I just have to import this one, and this is how do I connect, and this I just need to find a way to pass the credentials so I can connect, and that's it. So it was honestly, like, amazing, and that's what kept me going because the the first step was, like, let me see if I can actually integrate quickly. And I was able to bring it up, integrate quickly, and then I said, okay. Now it makes sense. This works because I tried multiple times.
So let me build the entire flow end to end. But, yeah, it was one of the rare experiences where you should go to documentation and you don't have to read 10 pages to get to the point of, okay, this is what I need. So it was straight there. It's like, you're using Go? Just click this link.

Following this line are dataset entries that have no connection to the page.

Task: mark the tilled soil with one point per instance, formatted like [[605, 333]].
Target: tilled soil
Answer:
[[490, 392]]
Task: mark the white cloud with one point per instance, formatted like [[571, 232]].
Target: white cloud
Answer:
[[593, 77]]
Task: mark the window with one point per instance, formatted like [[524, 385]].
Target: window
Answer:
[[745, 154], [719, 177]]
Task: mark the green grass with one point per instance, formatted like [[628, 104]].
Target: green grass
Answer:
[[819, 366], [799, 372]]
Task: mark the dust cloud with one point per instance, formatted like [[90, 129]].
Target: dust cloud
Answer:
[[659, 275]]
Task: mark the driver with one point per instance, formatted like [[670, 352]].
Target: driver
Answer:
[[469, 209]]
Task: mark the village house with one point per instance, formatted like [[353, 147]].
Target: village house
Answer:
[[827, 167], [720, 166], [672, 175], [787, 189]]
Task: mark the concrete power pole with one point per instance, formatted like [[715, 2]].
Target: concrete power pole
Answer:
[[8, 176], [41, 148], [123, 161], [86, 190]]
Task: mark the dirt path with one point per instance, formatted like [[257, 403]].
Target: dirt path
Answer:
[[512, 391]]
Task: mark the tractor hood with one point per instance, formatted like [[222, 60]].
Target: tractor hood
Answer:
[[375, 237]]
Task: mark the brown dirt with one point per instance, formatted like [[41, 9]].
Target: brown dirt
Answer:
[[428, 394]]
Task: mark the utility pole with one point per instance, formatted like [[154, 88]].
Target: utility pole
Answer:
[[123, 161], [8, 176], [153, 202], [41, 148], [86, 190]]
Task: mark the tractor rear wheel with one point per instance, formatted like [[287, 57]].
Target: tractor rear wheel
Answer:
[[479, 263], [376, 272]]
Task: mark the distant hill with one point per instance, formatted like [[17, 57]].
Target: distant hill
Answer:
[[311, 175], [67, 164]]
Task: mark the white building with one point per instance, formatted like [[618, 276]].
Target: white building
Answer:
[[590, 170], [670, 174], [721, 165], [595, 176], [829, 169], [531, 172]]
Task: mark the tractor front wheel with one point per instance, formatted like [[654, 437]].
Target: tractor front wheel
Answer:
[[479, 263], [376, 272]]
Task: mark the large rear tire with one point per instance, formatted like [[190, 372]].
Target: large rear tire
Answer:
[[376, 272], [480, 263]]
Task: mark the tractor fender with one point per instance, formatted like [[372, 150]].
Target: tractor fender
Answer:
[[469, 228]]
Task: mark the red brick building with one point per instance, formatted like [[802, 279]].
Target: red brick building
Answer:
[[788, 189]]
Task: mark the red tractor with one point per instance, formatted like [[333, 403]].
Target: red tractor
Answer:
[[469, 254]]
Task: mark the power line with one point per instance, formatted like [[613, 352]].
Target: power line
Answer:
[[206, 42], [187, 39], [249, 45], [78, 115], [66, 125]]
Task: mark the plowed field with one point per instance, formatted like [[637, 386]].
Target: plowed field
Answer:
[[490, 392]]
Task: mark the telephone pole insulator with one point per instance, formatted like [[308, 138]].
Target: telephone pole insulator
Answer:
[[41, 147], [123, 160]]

This is the Go documentation. Import this package and use it.
Nate Emerson:
That's awesome. Yeah. It's the documentation is something we are always working to upgrade and improve and we've had some feedback that it can be more difficult to get into, especially for newer users. But I do appreciate and there's so much good stuff in there too that really dives into the conceptual background, so I appreciate that positive feedback.
Gianluca Mardente:
Absolutely. And there is a bunch of examples as well. Like, I found, like, just amazing. Like, you wanna do this? This is an example.
You want this? This is an example. So it's it's amazing.
Nate Emerson:
Alright. Well, thank you so much for joining us. We're gonna get moving right along with our schedule here, but thank you again for your time.